Bay-breasted Warbler

Bay-breasted Warbler

Bay-breasted Warbler Male 
The Bay-breasted Warbler (Dendroica castanea) is from the big family, Parulidae.  Dendroica is the largest and most diverse genus in that family with 29 species, 21 in North America and 8 in the Caribbean.  Most species in this genus are similar in behaviour and diet but show a vast array of colouration.  
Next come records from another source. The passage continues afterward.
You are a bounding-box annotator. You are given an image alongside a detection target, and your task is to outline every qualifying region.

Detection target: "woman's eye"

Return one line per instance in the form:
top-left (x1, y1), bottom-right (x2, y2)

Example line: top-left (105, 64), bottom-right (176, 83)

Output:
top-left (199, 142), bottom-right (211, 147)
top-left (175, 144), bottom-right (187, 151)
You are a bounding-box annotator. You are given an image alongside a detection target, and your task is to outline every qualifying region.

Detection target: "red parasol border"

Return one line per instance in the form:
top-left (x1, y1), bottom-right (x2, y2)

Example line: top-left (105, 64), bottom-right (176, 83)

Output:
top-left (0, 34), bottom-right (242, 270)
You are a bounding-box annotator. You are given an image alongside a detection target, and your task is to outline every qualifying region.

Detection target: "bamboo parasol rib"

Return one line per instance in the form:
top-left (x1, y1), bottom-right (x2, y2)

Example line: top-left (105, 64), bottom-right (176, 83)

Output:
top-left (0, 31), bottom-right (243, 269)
In breeding plumage the male Bay-breasted Warbler is very pretty with a black  mask, chestnut coloured throat, sides and cap, cream neck patch, white belly, two white wing bars, and an olive and black streaked back.  The female is much duller with a mottled blackish cheek, paler chestnut cap and sides and a buffy split eye ring.  In the fall in non-breeding plumage they are much duller and more yellowish olive-green with indistinct black streaks and grayish upper tail coverts and rump.  Immature birds look like the fall female.
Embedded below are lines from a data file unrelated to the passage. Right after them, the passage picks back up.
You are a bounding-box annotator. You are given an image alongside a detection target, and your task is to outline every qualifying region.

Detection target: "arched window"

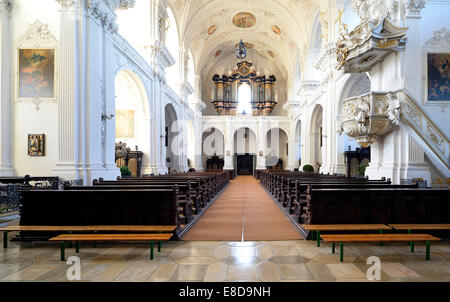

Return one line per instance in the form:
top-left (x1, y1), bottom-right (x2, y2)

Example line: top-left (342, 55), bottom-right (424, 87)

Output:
top-left (237, 83), bottom-right (252, 114)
Bay-breasted Warbler [Internet Photo]
Fall warblers can be notoriously difficult to identify.  Fall Bay-breasteds can be confused with fall Blackpoll Warblers.  The Bay-breasteds have greyish legs and feet and buffy under tail coverts and flanks and an unstreaked breast.  The fall Blackpoll has yellow feet, whitish under tail coverts and a faintly streaked breast.  

Bay-breasted Warbler
The song of the Bay-breasted Warbler is a high-pitched, rapidly repeated seetzy, seetzy, seetzy.  This species breeds across Canada east of the Rockies from Alberta to Newfoundland, including New Brunswick.  It spends its winters in the tropics from Costa Rica through Panama to Columbia and Venezuela.  It feeds on insects while on the breeding grounds but also eats fruit in the south.  Bay-breasted Warblers, like all warblers, are an essential part of our ecosystem, keeping the insect population numbers balanced and protecting our trees from outbreaks of insect devastation.

This species nests mainly in the boreal forest but also may be found in mixed forests.  The female lays 4 to 6 brown or purple marked white, green or blue eggs in a loosely built nest of twigs, grass and tree needles, lined with hair.  The nest is usually in a conifer tree about 46 m/50 ft above the ground.

The population of Bay-breasted Warblers varies depending on outbreaks of insect pests in the forest, being abundant during outbreaks.  In 1979 during a spruce budworm outbreak in NB there were more than four singing males per hectare in a spruce stand in Fundy Park.

Bay-breasted Warblers are closely related to Blackpoll Warblers and sometimes hybridize with them.  They are also known to hydridize with Yellow-rumped Warblers and with Blackburnian Warblers.